Facing Shortfall, U.S. Navy Orders Recruiters to Work Six Days a Week

Del Toro
Navy Secretary Carlos Del Toro gives new recruits the oath of enlistment on a visit to Navy Recruiting Command, May 2023 (USN)

Published Jun 29, 2023 4:24 AM by The Maritime Executive

Facing predictions of a dire recruiting shortfall, the U.S. Navy has informed its recruiters that they will now work six days a week. 

This may sound drastic, but the manpower situation is serious, according to Navy leadership. Adm. Lisa Franchetti, vice chief of naval operations, testified in April that the service is on track to undershoot its recruitment target by 6,000 sailors (about 15 percent). A shortfall could contribute to difficulties with "fit and fill" aboard warships, with too few sailors joining and too much work for those who remain. Manning shortfalls played a role in the disastrous collisions involving USS Fitzgerald and USS John S. McCain in 2017. 

Navy recruiters are at the front line of the effort to bring in enough personnel, and they have a challenging mission. In addition to competing with all of the other armed forces for talent, they also have to contend with a tight civilian job market, which offers good wages and abundant opportunities. 

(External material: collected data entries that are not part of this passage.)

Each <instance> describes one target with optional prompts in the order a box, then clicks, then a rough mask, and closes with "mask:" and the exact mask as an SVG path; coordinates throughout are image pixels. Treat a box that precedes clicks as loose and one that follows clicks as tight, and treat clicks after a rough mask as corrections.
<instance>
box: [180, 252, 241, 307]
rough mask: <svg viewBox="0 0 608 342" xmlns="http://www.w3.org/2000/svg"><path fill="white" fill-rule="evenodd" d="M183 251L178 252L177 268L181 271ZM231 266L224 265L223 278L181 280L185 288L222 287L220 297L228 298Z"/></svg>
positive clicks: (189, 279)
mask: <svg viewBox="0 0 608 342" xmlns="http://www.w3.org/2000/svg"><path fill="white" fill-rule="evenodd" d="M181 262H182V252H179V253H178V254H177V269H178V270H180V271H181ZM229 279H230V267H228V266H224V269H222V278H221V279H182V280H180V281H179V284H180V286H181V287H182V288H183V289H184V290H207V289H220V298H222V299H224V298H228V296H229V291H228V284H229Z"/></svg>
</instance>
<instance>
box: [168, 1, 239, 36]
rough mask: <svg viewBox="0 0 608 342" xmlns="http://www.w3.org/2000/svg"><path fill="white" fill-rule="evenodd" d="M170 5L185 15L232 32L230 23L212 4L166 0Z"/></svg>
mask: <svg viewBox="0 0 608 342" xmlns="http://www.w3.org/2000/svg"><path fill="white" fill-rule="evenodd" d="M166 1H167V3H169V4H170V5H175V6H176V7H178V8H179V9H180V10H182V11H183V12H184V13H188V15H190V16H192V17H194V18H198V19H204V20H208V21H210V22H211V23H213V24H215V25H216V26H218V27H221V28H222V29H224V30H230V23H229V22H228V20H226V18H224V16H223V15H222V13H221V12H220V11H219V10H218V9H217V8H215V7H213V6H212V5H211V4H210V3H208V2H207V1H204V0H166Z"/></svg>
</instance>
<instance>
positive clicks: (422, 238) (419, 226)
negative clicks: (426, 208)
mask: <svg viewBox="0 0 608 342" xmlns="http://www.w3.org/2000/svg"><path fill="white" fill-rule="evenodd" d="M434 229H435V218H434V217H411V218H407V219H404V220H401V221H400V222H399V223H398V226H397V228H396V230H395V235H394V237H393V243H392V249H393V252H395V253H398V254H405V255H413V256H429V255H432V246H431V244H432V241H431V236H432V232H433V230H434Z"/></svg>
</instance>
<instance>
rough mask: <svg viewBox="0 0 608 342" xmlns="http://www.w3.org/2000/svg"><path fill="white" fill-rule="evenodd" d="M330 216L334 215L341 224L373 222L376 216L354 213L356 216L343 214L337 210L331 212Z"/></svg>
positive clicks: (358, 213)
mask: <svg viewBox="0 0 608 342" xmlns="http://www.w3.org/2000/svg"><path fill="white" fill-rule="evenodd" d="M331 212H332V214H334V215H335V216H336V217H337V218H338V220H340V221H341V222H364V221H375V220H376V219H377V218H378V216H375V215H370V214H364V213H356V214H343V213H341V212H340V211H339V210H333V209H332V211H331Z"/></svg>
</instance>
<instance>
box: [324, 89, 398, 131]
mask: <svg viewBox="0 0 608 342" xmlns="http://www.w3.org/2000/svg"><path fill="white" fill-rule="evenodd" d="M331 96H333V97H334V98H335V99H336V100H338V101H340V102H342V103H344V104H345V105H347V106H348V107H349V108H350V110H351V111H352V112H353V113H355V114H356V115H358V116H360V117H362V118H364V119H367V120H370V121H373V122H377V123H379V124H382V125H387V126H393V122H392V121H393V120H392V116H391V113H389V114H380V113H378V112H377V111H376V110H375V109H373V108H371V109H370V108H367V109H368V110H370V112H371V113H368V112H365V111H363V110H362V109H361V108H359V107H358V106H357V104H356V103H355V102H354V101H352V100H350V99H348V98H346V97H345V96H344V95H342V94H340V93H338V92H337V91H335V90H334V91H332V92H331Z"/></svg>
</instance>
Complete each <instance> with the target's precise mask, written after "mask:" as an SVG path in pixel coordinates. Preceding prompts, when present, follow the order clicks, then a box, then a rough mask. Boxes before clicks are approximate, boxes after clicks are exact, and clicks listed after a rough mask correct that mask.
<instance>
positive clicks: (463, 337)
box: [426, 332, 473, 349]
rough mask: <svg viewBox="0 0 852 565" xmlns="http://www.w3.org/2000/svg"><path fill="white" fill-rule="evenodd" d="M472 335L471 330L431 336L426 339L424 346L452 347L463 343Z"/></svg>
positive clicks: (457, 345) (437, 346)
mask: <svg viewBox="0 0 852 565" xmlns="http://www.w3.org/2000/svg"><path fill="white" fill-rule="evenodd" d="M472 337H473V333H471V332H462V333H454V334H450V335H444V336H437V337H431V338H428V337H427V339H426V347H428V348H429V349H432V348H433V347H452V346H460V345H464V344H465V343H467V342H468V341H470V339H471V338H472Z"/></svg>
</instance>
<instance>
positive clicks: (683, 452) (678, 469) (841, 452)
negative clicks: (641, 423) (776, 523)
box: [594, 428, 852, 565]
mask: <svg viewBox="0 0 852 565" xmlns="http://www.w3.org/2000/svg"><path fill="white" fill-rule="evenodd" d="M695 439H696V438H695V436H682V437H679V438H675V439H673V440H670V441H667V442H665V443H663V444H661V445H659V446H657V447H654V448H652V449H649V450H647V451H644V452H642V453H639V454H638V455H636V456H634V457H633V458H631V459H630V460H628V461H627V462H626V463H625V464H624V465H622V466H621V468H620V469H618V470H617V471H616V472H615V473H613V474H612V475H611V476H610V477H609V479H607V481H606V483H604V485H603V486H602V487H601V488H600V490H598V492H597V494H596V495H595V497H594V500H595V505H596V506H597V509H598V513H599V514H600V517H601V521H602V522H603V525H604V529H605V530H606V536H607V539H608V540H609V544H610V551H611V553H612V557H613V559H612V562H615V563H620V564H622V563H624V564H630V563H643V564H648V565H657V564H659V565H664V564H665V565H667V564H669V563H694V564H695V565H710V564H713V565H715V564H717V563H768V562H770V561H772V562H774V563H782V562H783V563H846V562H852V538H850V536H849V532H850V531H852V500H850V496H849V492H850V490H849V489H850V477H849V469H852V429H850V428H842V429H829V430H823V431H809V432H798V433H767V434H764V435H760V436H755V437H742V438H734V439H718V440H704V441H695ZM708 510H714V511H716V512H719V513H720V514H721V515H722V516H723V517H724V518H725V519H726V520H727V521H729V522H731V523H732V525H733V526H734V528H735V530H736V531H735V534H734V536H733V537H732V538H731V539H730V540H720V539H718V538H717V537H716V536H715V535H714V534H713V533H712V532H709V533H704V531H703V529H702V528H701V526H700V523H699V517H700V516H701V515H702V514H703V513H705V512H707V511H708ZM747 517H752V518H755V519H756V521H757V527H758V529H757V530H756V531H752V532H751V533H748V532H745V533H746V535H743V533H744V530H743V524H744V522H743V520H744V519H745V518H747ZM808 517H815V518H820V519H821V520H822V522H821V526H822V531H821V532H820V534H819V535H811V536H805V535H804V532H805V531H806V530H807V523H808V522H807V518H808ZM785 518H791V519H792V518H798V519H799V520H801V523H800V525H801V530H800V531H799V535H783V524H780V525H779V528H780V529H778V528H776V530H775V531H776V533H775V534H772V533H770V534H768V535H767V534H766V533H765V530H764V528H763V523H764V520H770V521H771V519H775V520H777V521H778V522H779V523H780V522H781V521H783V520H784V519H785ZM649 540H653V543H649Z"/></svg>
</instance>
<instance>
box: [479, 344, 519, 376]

The Navy has given its recruiting staff a new set of incentives to offer, like a $35,000 bonus for shipping out quickly, but the structural difficulties are harder to fix. Few young Americans wish to serve, and even fewer are eligible: past criminal records, physical fitness limitations, low test scores and other factors reduce the size of the applicant pool. Only 23 percent of Americans aged 17-24 meet the criteria for service, according to the Pentagon. 

The Navy has attempted to broaden that pool by reducing its testing standards, raising the maximum recruitment age, adding a coaching program to help low-performing recruits, and setting up a pre-boot camp fitness regimen for those who do not meet weight requirements. 

These tools may help, but the heavy lifting comes down to the Navy's 4,000-strong force of recruiters, and they will now have to work harder for longer. At the unit level, it is not unusual for recruiters to pull long hours to meet their numbers, but Navy Recruiting Command has confirmed that it is now setting a six-day workweek as a minimum standard across the service. 

According to Military.com, there are also signs that the pool of recruiters will be augmented soon. The Navy is said to be looking at the possibility of transferring new recruiters into their duty stations six months early and delaying the exit of current recruiters by a year.